Writing a Handbook for Large-Scale PV

With the increased popularity of solar energy among industrial, commercial, and residential users comes increased pressure on utility companies to significantly expand the amount of solar energy they distribute. At the same time, utilities must ensure the same high quality power on which customers rely.

To understand the impacts and mitigate the effects of large amounts of solar photovoltaic (PV) on the distribution grid, the National Renewable Energy Laboratory (NREL) is leading a series of studies related to the interconnection of high penetrations of PV into distribution systems throughout southern California.

The project aims to create a framework for understanding what utilities need to do to integrate solar PV systems at high levels, how these high penetrations of solar impact the distribution system, and what installation requirements should be imposed on the interconnection agreements required by utilities. One of the key project deliverables is a handbook of best practices for any state or utility looking at interconnecting large PV distribution systems.

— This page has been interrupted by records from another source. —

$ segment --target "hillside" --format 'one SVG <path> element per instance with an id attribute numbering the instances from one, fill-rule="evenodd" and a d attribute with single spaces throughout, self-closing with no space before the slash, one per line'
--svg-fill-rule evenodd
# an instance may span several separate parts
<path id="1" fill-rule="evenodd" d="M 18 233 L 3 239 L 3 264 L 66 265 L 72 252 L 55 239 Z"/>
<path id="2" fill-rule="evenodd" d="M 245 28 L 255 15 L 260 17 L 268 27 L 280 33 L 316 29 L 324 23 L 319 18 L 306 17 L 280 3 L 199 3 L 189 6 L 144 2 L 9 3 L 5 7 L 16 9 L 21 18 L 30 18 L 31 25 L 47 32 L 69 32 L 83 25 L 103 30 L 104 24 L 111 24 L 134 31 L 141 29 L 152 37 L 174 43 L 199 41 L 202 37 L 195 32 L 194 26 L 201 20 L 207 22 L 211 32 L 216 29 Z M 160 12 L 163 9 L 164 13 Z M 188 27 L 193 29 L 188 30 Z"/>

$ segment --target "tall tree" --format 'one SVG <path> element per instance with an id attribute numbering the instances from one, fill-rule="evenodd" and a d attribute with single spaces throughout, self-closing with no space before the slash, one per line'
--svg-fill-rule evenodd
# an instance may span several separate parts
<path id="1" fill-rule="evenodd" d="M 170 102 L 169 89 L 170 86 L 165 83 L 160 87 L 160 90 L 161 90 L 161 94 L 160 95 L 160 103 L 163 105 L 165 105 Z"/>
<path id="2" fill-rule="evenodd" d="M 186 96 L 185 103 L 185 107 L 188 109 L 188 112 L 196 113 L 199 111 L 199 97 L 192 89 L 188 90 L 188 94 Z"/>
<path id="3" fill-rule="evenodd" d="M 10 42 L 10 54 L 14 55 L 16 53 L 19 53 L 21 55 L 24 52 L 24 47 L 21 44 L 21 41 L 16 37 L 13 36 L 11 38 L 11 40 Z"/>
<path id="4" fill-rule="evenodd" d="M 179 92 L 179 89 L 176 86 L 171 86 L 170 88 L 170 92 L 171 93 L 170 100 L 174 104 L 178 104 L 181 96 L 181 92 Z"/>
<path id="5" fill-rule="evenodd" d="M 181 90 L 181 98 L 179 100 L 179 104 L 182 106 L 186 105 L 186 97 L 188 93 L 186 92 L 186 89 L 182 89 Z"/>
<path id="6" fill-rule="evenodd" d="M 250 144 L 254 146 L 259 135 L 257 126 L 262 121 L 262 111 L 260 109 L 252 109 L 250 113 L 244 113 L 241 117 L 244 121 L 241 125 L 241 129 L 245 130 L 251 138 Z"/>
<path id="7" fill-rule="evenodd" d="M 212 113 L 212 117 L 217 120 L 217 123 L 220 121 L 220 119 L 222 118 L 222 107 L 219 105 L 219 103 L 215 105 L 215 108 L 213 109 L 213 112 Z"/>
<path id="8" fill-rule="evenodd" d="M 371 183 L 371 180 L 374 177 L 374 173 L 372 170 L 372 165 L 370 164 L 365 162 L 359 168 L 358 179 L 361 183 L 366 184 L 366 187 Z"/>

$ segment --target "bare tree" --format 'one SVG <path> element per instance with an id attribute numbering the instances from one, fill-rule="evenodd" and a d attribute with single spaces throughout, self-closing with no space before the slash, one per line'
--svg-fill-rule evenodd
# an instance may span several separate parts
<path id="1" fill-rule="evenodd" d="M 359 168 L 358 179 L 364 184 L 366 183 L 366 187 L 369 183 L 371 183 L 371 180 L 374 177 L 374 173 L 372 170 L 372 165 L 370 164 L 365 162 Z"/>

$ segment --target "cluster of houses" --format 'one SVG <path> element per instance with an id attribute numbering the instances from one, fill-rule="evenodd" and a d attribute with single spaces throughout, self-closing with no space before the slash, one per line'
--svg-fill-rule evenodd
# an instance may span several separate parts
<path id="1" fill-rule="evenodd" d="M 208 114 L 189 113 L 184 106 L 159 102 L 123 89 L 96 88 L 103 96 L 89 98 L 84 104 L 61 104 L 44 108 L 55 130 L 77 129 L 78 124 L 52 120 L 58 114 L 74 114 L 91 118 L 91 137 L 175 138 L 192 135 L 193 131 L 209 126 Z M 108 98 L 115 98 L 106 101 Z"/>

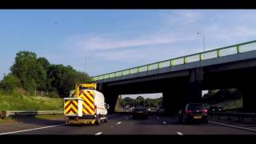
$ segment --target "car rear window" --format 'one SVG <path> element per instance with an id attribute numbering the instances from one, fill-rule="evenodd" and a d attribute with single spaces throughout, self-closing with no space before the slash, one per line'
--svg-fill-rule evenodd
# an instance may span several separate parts
<path id="1" fill-rule="evenodd" d="M 189 110 L 200 110 L 202 108 L 203 106 L 201 104 L 190 104 L 188 106 Z"/>

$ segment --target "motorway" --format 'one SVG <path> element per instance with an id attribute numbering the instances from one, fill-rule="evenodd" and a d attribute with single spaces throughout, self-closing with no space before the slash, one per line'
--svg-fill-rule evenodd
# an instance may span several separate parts
<path id="1" fill-rule="evenodd" d="M 100 126 L 66 126 L 63 118 L 31 118 L 1 123 L 2 134 L 256 134 L 254 131 L 217 123 L 178 124 L 174 116 L 150 115 L 149 119 L 133 119 L 129 114 L 114 114 Z"/>

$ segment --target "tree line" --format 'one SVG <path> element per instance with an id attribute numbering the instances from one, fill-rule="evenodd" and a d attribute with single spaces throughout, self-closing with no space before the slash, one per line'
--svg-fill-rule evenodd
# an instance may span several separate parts
<path id="1" fill-rule="evenodd" d="M 38 58 L 30 51 L 17 53 L 10 70 L 1 82 L 2 88 L 9 93 L 22 86 L 30 93 L 34 90 L 50 91 L 63 98 L 74 88 L 75 83 L 90 80 L 85 72 L 77 71 L 69 65 L 50 64 L 46 58 Z"/>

“We hope to make distribution system operators more comfortable,” says Barry Mather, NREL project manager. “In California, there are very rough rules of thumb for planning and implementing large-scale PV. This used to be okay because PV systems weren’t very large, so distribution planners didn’t worry about them too much. But if everyone has solar on their roofs, it becomes a big deal.”

Field testing is an essential component of the project. By installing PV on commercial rooftop systems owned and operated by Southern California Edison (SCE) – the utility partner whose distribution system is being used as the field testing mechanism – impacts of high penetration PV on any point in the distribution are assessed.

The project will evaluate several systems as part of SCE’s plan to install 500 megawatts of distributed solar in its service territory during a 5-year period. This represents the highest level of distributed PV in any utility service territory in the United States. The installation’s biggest challenge will be voltage regulation.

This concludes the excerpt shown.